A two-time Collegiate Rowing Coaches Association (CRCA) National Scholar-Athlete, Robinson always had a passion for education. She used this passion to merge two of her interests into a dynamic career path, even if the fields do not traditionally complement each other.
“I knew I really enjoy science, even though I had thought about a law career at one point.”
“Hopefully, I'll go on to be a forensic attorney. That's where my mind is set right now.”
This past summer, she worked in a forensics department in Houston, Texas to see how the two worlds could work together.
“I worked on juvenile sexual assault cases for about six weeks. My mentor worked with me to explain how difficult it is to use DNA in a court case. She talked about her preparation in that.”
This fall, Robinson will don a different shade of orange as she takes on her newest challenge. The soon-to-be graduate will step on a different campus as a forensics masters student at Syracuse.
“In September, I took the LSAT and only applied to Syracuse. They have a joint degree program, where in three years, I'll earn a law degree and a master's degree in forensic science.
“Being a forensics attorney was a perfect combination of everything I wanted to do.”
Robinson would not be where she is today without becoming a leader and pushing herself to give 110 percent at all times. As a young member of the varsity team, she worked incredibly hard to stand out as a stellar athlete.
“I've definitely excelled as a leader this season. I'm trying to help bring the mindset change we're looking for.”
Last season, the team hit a snag, and Robinson is doing her best to make sure they do not repeat the same mistakes.
“We hit a slump last year and didn't do as well. That upset everyone. Instead of coming back irritated, we came back with a new attitude.
“I feel a fire on the team now, and everyone is doing what they can to make us be successful.”
The team has been conquering new pieces on the water as a team instead of as individuals. This new mentality has helped the rowers become better athletes.
“That drive and tenacity to go for it, no matter if you're doing 17 different 500-meter pieces, will make us better. We're 100-percent committed, no matter the regatta.”
Robinson's positive leadership style stems from her former teammates who took her, a newbie, under their wings.
“I learned from the international girls who were on the team my freshman year. They knew a lot about the sport, and I watched them grow into their positions as leaders.
“I wanted to follow in their footsteps.”
And follow she did, becoming a well-respected leader on the team. However, the road has not always been easy. Robinson hit roadblocks due to her junior status on the team.
“I've grown into a leader on the team. I was naive to not know how much pain I would go through. You have to have intense passion as a rower.
“My teammates are the reason I push so hard, so we can succeed as a team.”
But Robinson and her teammates' hard work has not gone unnoticed.

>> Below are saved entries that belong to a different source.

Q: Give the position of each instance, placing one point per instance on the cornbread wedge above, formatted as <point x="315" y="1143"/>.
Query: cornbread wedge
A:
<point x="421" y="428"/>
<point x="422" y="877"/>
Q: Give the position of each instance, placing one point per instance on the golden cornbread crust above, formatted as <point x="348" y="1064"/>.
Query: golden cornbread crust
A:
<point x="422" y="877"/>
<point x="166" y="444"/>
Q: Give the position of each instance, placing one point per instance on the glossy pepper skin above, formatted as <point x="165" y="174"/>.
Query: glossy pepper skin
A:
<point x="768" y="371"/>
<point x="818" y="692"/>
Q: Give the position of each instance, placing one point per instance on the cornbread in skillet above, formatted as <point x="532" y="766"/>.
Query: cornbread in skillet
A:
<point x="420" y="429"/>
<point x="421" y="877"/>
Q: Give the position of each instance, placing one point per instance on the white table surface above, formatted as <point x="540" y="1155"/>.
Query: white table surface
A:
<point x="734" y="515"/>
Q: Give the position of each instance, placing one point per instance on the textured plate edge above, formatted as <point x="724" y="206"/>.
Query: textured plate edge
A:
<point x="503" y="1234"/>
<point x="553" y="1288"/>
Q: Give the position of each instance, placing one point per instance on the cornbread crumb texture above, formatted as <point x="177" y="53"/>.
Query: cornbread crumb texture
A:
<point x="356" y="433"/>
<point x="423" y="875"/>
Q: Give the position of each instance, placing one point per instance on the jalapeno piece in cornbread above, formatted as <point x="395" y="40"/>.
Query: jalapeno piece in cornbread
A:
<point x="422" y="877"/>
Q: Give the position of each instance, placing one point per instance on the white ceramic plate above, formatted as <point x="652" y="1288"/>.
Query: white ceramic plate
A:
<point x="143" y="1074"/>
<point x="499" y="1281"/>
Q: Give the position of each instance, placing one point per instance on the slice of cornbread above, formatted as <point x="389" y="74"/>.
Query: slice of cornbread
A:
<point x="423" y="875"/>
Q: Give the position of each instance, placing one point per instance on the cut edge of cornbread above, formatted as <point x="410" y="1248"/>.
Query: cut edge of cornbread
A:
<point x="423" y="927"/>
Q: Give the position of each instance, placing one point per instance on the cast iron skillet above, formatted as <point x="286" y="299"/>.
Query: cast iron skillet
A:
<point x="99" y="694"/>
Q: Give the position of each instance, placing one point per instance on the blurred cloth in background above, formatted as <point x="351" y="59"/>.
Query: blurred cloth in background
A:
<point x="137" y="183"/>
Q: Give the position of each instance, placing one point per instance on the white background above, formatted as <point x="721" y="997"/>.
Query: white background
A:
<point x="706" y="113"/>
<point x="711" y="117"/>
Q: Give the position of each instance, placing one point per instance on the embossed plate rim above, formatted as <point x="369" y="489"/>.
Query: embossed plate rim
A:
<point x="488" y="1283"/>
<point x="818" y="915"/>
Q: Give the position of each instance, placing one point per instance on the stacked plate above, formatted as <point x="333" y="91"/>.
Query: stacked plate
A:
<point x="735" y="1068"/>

The team is focused on one singular goal.
“We're fighting to put this program back towards the top of the ACC.
“To reach that goal, we have a new training plan, values and goals. We're all coming together as one, instead of different boats.”
No matter what presents itself to Robinson, she tackles each new wave of challenges with grace and ease thanks to all she has learned during college.
“I've survived four years. The resources that we have at Clemson have helped me out a great deal.”